Palehorse - Soft as Butter; Hard as Ice
Chronique
Palehorse Soft as Butter; Hard as Ice
Pour lorsque l’on se prend à vouloir un sludge de samedi matin, la tête embrouillée, le corps encore fatigué de la semaine passée mais relaxé, l’envie de se laisser aller en regardant un ciel bleu d’été, se préparant tranquillement pour les promesses du week-end malgré les tensions qui subsistent au fond, les sales pensées, les frustrations accumulées, les échéances à venir. La possibilité de tout remettre à plus tard. Pour quand le couperet attendra et que nous sommes dans ce qu’il y a entre les lignes.
Pour ces moments-là, Soft as Butter; Hard as Ice est un grand album, un disque qui les habille de la meilleure des manières. J’ai déjà pu dire l’amour que j’ai pour ce groupe, aujourd’hui défunt mais qui, avec une simplicité qui m’époustoufle à chaque fois (aller, disons que Gee That Ain't Swell était un entrainement aux plaisirs à venir), parvenait à transporter dans un ailleurs où les équivalents se trouvent difficilement. Essai de cartographie des Anglais, numéro 11980 : imaginez un Thou non pas fan de Nirvana mais de Fugazi, un groupe de hardcore qui irait voir du côté de Drive Like Jehu de quoi soigner ses colères, des bassistes de sludge se réunissant et voulant, de leur sales manière d’êtres humains peu portés aux sentiments, une échappatoire surréaliste à leur quotidien marqué par le dégoût. Il y a de ça dans ce projet, et sur cette heure, une volonté de s’étaler sans s’épancher, de ne jamais affronter les choses en face, de les peindre puis de les brouiller, façonner les questions et se moquer des réponses, dans une lourdeur du climat qui dit aussi qu’« on en a gros », des accalmies qui n’ont rien de larmoyantes et pourtant, on sent que ça vient, un peu, pas par tristesse, ni par beauté, le « je ne sais pas ce que j’ai » qui fait détourner le regard de ses contemporains et mettre la tête contre un mur ou vers le ciel, la direction qui masquera le mieux les manifestations de ce qu’on ressent.
Formellement, on danse alors langoureusement sur les rythmes des Londoniens, dont les coups d’éclats sont des libérations intimes.
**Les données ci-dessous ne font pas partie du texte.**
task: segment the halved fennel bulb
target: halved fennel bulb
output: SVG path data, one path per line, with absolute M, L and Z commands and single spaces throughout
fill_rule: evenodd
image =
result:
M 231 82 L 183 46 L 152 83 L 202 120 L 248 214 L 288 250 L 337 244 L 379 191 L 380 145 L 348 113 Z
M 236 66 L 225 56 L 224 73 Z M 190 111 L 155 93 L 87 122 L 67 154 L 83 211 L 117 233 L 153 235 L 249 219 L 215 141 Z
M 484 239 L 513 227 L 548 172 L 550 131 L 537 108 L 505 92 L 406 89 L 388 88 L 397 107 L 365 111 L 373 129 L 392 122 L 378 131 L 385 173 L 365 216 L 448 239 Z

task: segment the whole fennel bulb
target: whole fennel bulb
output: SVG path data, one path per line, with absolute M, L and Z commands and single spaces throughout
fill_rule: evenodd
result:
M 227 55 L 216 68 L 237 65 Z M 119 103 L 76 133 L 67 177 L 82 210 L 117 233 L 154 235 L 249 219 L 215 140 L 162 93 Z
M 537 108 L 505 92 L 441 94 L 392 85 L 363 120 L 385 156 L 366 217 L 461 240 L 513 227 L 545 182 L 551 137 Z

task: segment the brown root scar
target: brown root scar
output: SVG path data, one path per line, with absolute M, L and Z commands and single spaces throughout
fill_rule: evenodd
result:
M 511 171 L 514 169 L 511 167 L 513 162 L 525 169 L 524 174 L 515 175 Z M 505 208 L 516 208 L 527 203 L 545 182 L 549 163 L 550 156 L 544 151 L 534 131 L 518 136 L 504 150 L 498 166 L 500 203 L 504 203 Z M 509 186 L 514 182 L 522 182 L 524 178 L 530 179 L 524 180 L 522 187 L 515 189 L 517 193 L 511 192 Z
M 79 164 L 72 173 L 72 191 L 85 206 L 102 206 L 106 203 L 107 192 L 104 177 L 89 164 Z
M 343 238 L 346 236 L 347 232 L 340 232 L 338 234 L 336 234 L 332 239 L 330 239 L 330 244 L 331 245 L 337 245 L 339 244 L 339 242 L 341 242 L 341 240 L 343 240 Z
On s’évade, on s’étiole, on ne se retourne pas et on ne va pas de l’avant, la lenteur comme procrastination bienheureuse. Mais que dans ces moments-là, où l’on va vers lui comme par instinct, faisant de Soft as Butter; Hard as Ice un album qui se nourrit des instants, qui catalyse plus qu’il emporte. C’est sans doute la particularité de ce disque, au sein d’une discographie remplie de points d’interrogation. Essai de cartographie sentimentale, numéro j’y passerai toute ma vie : le plaisir qu’il y a à s’énerver, à s’épandre sans se pendre pour autant, à jouer les acteurs d’une pièce où on s’imagine le personnage central, là, dans les moments enfiévrés de « How to Avoid Huge Riffs », l’éloge de la paresse de « Challenge Hanukkah », les paysages que l’on a dans la tête, vallées-oscilloscopes, névroses-montagnes, espoirs-nuages.
Un défaut ? Une imperfection ? Je ne saurais le dire avec précision. Il y en a, clairement, c’est parfois trop long, parfois les passages les plus ahurissants (ce « Morbid Angel Delight » que l’on voudrait ne jamais se voir finir...) donnent envie qu’ils durent ou soient plus nombreux. Mais, je pense que cela est clair, Palehorse est pour moi une formation de cœur et cela dit bien l’impossibilité que j’ai à raisonner dessus. Non pas un groupe majeur, non pas un bijou méconnu, mais bien une musique qui parlera à quelques-uns à quelques moments. C’est dérisoire et c’est beaucoup.